A Randomized Controlled Trial of a Novel Community Health Worker Care Transitions Intervention.
Overview
- Phase
- N/A
- Intervention
- Not specified
- Conditions
- General Medical Inpatient Conditions
- Sponsor
- University of Pennsylvania
- Enrollment
- 513
- Locations
- 1
- Primary Endpoint
- Completion of Follow-up Appointment with PCP
- Status
- Completed
- Last Updated
- 12 years ago
Overview
Brief Summary
The investigators propose a pilot randomized controlled trial of a care transitions intervention in which trained Community Health Workers will act as supports for socioeconomically vulnerable patients who are being discharged from the Hospital of the University of Pennsylvania and Presbyterian Hospital. CHWs or IMPaCT Partners will help patients to overcome the challenges of transition, including arranging primary care provider (PCP) follow-up, filling medication prescriptions and obtaining referrals to community-based social services. As our primary outcome, the investigators will examine the effect of the IMPaCT intervention on rates of primary care follow-up. The investigators will also examine the effect of IMPaCT on secondary outcome variables including patients' satisfaction with the experience of transition, quality of discharge communication, medication adherence, self- rated health, and inpatient readmission within 30 days after discharge.
Investigators
Shreya Kangovi
Philadelphia Veterans Affairs Medical Center Special Fellow
University of Pennsylvania
Eligibility Criteria
Inclusion Criteria
- •Participant admitted to the General Medicine services of the Hospital of the University of Pennsylvania (HUP), or Presbyterian Hospital during the enrollment period
- •Participant uninsured or insured by Medicaid at the time of discharge from the hospital
- •Participant is 18-65 years old
- •Participant is willing to participate and be contacted at 14 days post-discharge by telephone or through a home visit by research personnel (if no functioning telephone is present in the household)

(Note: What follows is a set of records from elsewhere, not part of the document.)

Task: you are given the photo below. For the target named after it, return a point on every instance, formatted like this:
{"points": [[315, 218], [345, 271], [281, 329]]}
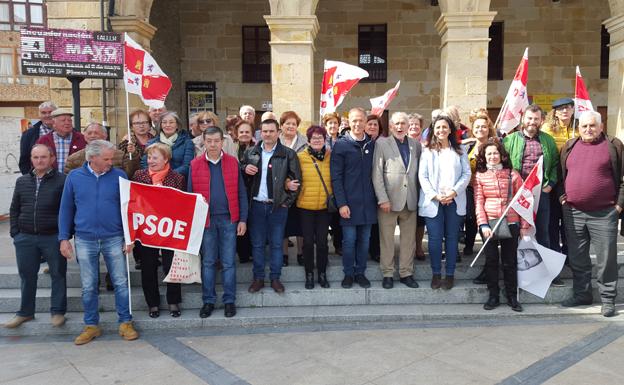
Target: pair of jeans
{"points": [[598, 228], [542, 221], [355, 242], [315, 225], [29, 249], [267, 224], [88, 256], [219, 243], [149, 275], [445, 225], [509, 257]]}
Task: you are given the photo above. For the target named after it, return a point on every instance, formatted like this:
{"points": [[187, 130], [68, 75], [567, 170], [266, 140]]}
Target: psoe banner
{"points": [[162, 217]]}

- •Participant resides in one of the following zip codes: 19104, 19131, 19139, 19143,
- •These zip codes have the highest frequency of readmissions to HUP and Presbyterian Hospital
- •Participant is English speaking
Exclusion Criteria
- •Patients with insurance other than Medicaid will be excluded as they are outside of the population of interest for this intervention targeted specifically at socioeconomically vulnerable patients. Dual eligible patients (Medicaid and Medicare) will be excluded. Patients older than 65 are eligible for the Transitional Care Model Intervention, which is a separate intervention offered at Penn Medicine hospitals.

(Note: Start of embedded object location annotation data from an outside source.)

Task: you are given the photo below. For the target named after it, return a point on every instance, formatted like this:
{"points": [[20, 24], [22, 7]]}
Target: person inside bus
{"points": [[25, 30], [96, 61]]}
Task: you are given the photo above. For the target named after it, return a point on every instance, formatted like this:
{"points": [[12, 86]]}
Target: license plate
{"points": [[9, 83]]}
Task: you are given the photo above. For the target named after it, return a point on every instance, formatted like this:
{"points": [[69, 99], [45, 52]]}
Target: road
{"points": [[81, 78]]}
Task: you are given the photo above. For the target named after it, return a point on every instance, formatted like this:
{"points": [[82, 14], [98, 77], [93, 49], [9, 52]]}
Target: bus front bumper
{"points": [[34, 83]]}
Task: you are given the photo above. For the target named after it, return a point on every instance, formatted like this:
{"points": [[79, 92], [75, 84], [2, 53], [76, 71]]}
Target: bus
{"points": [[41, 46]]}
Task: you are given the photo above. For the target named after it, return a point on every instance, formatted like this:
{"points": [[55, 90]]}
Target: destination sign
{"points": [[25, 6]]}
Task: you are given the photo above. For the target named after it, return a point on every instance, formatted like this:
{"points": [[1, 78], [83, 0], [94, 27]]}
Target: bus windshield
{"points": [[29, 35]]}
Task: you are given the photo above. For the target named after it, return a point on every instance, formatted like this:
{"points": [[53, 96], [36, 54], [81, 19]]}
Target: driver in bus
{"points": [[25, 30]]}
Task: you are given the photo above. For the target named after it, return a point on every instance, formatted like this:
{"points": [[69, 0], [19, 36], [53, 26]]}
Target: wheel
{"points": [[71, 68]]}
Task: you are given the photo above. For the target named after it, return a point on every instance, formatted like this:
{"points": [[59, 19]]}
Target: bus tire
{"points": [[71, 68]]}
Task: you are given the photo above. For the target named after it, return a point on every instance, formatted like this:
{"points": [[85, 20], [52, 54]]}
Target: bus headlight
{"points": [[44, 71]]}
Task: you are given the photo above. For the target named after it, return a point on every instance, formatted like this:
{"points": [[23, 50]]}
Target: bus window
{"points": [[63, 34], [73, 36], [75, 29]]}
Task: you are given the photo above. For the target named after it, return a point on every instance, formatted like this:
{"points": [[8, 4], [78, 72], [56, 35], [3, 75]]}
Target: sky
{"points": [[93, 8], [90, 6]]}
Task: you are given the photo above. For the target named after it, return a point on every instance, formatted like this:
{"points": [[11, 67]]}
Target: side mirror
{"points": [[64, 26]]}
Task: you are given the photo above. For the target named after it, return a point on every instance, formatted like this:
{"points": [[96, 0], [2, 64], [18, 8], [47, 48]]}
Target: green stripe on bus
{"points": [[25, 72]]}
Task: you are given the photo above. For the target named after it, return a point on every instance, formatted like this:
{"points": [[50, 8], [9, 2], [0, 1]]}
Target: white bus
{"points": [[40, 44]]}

- •Non-English speaking participants will be excluded because in this pilot study, the study only has English-speaking PaCT personnel. In future studies, it will be important to study the effect of PaCT in non-English speaking populations.

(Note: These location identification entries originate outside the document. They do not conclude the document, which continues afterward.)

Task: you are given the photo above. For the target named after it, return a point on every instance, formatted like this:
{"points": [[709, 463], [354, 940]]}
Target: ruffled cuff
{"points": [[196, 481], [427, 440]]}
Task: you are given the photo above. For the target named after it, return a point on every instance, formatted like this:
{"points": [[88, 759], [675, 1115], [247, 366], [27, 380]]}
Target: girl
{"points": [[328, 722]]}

- •Patients outside of the target zipcodes are being excluded for feasibility reasons during this pilot study: with only two PaCT Partners, we are choosing to focus our resources on a geographic area that has the highest rates of readmissions in order to facilitate home visits.
Outcomes
Primary Outcomes
Completion of Follow-up Appointment with PCP
Time Frame: 14 days post discharge
We hypothesize that compared to patients who receive usual discharge planning, PaCT patients will have a higher proportion of follow-up to PCP within two weeks post-discharge, compared with usual discharge planning.
Secondary Outcomes
- Morisky Medication Adherence scale.(14 days post-discharge)
- Self-rated Health(14 days post-discharge)
- Patient Activation Measure(14 days post discharge)
- Patient Satisfaction Questionnaire(14 days post discharge)
- Acute Care Reutilization(30 days post-discharge)
- Quality of Discharge Planning(14 days post-discharge)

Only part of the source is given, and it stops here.